A clear indication of how he saw his future is that he studied construction and engineering as well as architecture art – he would later draw on this education to make some superb sketches in his proposals for buildings, some of them quite lovely artworks in themselves.
Burnet graduated with a Diplome du Gouvernement in architecture and engineering before he went on a tour of Italy and France after which he returned to his father’s firm via the Royal Institute of British Architects (RIBA) in 1876. Still only 21, Burnet was quick to make his mark as an architect, winning the competition to design the first permanent home of what is now the Royal Glasgow Institute of the Fine Arts. This building was located in Sauchiehall Street and was opened to considerable fanfare in 1879, quickly becoming the main space for exhibitions by the finest painters around.
It was a considerable calling card for Burnet, and though he lost out on the competition to design Glasgow’s Municipal Buildings, and later the Glasgow School of Art, he nevertheless began to accrue some very prestigious and lucrative commissions, so much so that he became a partner in the family firm which was renamed John Burnet & Son in 1882, by which time he was already an associate of the RIBA.

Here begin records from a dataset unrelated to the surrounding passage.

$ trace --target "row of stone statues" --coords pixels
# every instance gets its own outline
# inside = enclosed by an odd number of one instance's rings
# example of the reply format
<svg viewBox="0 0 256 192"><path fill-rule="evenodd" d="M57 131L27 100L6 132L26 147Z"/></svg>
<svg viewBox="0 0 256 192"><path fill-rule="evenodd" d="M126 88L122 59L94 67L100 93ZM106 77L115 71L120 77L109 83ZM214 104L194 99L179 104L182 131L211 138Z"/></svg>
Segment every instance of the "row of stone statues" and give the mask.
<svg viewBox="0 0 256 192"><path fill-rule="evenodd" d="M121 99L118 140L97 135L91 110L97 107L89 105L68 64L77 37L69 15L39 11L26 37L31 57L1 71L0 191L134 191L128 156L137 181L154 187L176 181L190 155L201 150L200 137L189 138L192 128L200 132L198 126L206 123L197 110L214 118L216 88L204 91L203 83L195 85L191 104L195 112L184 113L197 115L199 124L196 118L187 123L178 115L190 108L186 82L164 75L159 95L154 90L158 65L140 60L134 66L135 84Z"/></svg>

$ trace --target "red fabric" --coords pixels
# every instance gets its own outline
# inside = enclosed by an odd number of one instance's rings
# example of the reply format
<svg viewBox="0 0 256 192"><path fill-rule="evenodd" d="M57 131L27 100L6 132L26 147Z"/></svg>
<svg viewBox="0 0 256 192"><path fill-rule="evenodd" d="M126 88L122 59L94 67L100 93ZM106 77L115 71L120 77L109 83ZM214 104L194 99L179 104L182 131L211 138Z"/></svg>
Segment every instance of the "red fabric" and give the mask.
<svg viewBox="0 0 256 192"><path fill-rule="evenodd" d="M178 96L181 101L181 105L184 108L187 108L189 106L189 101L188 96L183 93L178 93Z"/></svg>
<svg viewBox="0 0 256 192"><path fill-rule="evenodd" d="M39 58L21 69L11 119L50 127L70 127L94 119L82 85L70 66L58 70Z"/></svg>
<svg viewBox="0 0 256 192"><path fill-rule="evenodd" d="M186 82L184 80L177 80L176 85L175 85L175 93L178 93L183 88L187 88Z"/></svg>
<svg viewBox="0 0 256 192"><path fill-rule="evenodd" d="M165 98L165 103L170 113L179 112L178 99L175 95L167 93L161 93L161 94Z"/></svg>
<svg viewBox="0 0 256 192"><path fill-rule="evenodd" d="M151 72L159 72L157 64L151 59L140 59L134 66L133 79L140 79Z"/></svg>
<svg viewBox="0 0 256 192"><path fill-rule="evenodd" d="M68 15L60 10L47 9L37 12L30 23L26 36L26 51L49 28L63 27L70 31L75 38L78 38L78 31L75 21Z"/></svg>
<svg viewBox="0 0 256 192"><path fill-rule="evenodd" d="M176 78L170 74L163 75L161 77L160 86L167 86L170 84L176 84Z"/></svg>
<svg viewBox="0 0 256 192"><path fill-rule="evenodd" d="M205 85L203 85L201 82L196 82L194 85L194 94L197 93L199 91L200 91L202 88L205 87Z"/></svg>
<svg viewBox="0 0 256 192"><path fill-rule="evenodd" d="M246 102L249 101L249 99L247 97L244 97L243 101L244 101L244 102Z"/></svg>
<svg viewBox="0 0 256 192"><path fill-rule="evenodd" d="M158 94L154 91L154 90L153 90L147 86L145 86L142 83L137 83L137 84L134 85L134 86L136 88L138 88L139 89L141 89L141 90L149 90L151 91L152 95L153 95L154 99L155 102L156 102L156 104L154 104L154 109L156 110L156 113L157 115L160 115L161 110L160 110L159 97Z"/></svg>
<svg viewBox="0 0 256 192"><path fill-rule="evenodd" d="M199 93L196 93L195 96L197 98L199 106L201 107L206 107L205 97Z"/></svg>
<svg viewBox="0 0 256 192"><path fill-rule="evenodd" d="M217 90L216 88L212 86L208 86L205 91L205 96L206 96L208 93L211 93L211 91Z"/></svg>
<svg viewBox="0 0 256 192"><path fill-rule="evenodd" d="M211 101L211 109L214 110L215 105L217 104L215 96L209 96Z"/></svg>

John Archibald Campbell joined the firm and when Burnet senior retired in 1889, the firm of Burnet and Campbell was becoming renowned for buildings designed in the style that became known as Burnet Baroque.
Burnet’s travels, especially in France, greatly influenced him and now he brought his experiences abroad to bear on buildings he was commissioned to design.
These major commissions included two buildings which still stand in Glasgow and which are testament to his creative genius – the Athenaeum at the junction of Buchanan Street and Nelson Mandela Square, and the Barony Hall, originally designed by Burnet as Barony Church. The former is best known as the home for many years of the Royal Scottish Academy of Music and Drama, while the latter served as a church for 100 years before being bought and brilliantly refurbished by Strathclyde University.
Though specialising in major public buildings, Burnet could turn his hand to any form of architecture including residential and domestic commissions as he showed when he designed Charing Cross Mansions.
Burnet also made his mark on Edinburgh, so much so that he was chosen one of the chief designers of the Scottish International Exhibition of 1908. By that time he had already designed the famous Forsyth’s store on Princes Street, the first major building in Britain to have a steel “skeleton” structure – architects and builders came from far and wide to view it and Burnet’s influence was now at its peak, so much so that the Government in Westminster commissioned him to design the extension to the British Museum that became the Edward VII Galleries.
More and more of his work was based in London, where he designed many business buildings such as the Kodak in Kingsway and the General Accident Assurance offices in Aldwych. He did not neglect Scotland, however, taking charge of the restoration of Duart Castle on Mull in 1911, while one of his best small buildings was the Campbeltown Library and Museum which opened in 1898.
The First World War interrupted his career as it did for so many people, but it then brought his firm a huge boost as he was commissioned to design many war memorials. One of these proved quite controversial as the Grangemouth Cenotaph was unveiled in 1923 to considerable shock. Burnet had designed a British Lion rending a German eagle atop the monument – he had neglected to tell the local council what he was going to do.
Burnet was highly regarded in Britain and elsewhere by his fellow architects. He was knighted in 1914 and was awarded the Gold Medal of the Royal Institute of British Architects in 1923, when the citation stated: “Few architects living can compare with him either in quantity or quality of output, and fewer still may be said to have had as pervasive an influence on the work of their own time.”
Though he took fewer commissions personally, Burnet worked into his late seventies – he designed the famous Unilever building on London in 1933 - before he eventually retired, spending his final years at Colinton in Edinburgh. He died at home at the age of 81 on July 2, 1938, and was survived by Lady Burnet.